Fábio Góis
O Senado aprovou há pouco a Medida Provisória 518/2011, que disciplina a elaboração e a consulta de um cadastro positivo para a inclusão de dados sobre pagamentos dentro do prazo executado por pessoas físicas e jurídicas – ou seja, uma relação reunindo bons pagadores de consumos e serviços no país. Enviado ao Congresso no último dia de 2010 (confira o texto original), a matéria segue agora para sanção presidencial.
Aprovada em 10 de maio na Câmara, a matéria recebeu alterações dos deputados, o que fez com que o texto passasse a tramitar como Projeto de Lei 12/2011, a partir do parecer do deputado Leonardo Quintão (PMDB-MG). No Senado, a medida recebeu relatoria do senador Francisco Dornelles (PP-RJ), que não promoveu modificações no texto da outra Casa legislativa.

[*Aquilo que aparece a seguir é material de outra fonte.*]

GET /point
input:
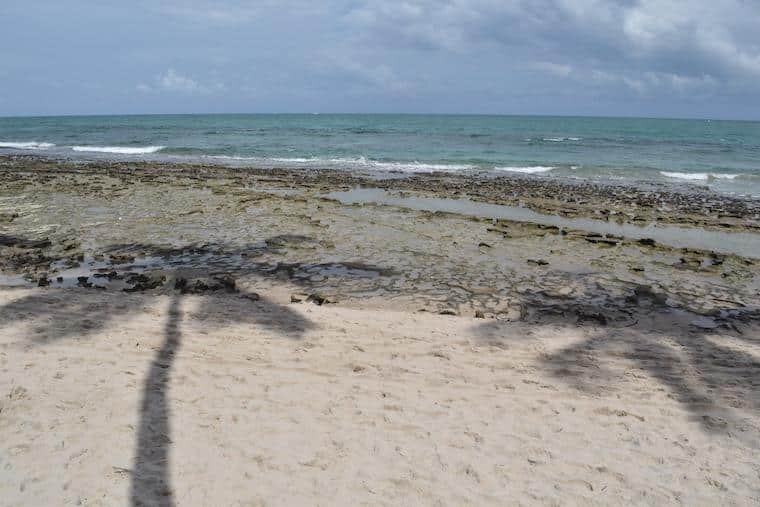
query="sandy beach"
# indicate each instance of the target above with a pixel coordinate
(193, 335)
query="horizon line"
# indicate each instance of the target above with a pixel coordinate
(513, 115)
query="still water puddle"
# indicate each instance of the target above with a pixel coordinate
(740, 243)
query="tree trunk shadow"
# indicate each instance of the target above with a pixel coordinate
(151, 485)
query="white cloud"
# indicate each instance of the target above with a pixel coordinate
(689, 38)
(555, 69)
(172, 81)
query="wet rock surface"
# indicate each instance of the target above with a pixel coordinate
(158, 227)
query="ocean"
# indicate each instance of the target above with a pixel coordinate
(721, 155)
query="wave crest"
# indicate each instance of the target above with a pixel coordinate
(699, 176)
(124, 150)
(350, 163)
(526, 170)
(32, 145)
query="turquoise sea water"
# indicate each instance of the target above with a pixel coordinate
(724, 155)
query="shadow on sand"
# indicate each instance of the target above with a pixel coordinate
(714, 377)
(65, 318)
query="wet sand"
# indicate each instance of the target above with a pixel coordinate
(201, 335)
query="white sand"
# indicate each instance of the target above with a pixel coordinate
(280, 404)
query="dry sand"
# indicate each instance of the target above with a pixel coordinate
(112, 399)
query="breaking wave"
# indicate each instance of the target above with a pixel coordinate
(526, 170)
(699, 176)
(26, 146)
(124, 150)
(350, 163)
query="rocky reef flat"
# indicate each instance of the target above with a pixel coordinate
(182, 330)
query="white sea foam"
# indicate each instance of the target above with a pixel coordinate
(698, 176)
(124, 150)
(26, 146)
(350, 163)
(526, 170)
(560, 139)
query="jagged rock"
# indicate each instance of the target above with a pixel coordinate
(319, 299)
(83, 281)
(143, 282)
(199, 286)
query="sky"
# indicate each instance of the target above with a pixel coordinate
(655, 58)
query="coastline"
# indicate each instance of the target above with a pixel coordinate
(225, 314)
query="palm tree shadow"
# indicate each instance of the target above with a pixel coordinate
(64, 317)
(715, 382)
(151, 484)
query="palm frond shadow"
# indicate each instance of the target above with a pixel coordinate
(57, 317)
(714, 382)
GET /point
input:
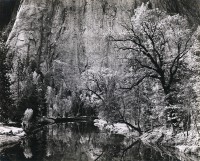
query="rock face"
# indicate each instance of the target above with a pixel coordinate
(62, 38)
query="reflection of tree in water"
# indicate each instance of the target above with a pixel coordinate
(82, 142)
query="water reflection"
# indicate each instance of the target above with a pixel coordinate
(81, 142)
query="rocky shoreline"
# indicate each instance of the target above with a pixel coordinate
(10, 135)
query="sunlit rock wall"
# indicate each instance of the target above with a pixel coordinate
(62, 38)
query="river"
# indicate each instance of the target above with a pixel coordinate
(81, 142)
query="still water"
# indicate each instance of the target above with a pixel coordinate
(81, 142)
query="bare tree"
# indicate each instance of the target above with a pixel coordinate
(158, 43)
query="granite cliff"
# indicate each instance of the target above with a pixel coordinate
(59, 39)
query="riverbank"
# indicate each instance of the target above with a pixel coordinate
(10, 135)
(184, 143)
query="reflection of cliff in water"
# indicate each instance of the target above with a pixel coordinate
(81, 142)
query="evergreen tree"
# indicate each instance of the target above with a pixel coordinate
(5, 94)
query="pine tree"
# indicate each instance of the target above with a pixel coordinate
(5, 94)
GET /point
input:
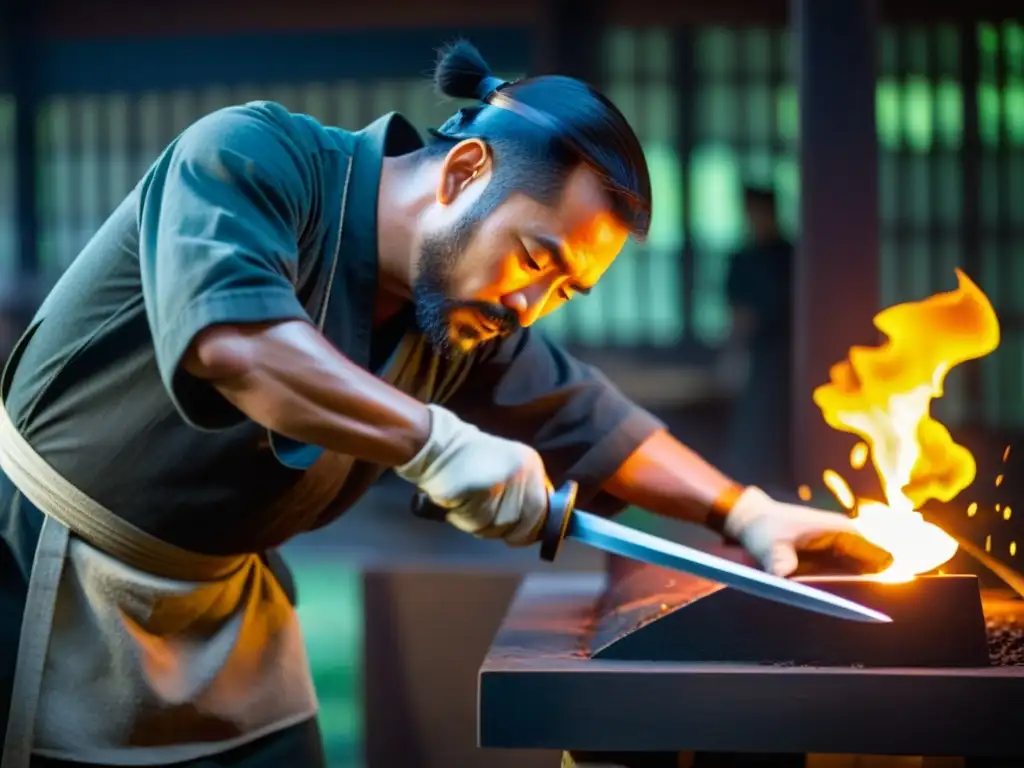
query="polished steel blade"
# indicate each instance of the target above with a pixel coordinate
(622, 540)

A partir da publicação da medida, em 31 de dezembro, pessoas físicas e jurídicas passaram a poder autorizar a inclusão de dados sobre seus pagamentos em dia. Uma das mudanças operadas na Câmara em relação ao texto original prevê a obrigatoriedade de que gestores de banco de dados identifiquem os fornecedores das informações recolhidas. A medida define banco de dados como “conjunto de dados relativo a pessoa natural ou jurídica armazenados com a finalidade de subsidiar a concessão de crédito, a realização de venda a prazo ou de outras transações comerciais e empresarias que impliquem risco financeiro”.
A matéria chegou no último dia 12 ao Senado, e passou a trancar a pauta de votações em plenário (a outra é a MP 515/2010). O relatório foi protocolado ontem (terça, 17) e, se tivesse registrado modificações em relação ao texto originado na Câmara, implicaria retorno da MP àquela Casa, levando em seguida à perda de validade.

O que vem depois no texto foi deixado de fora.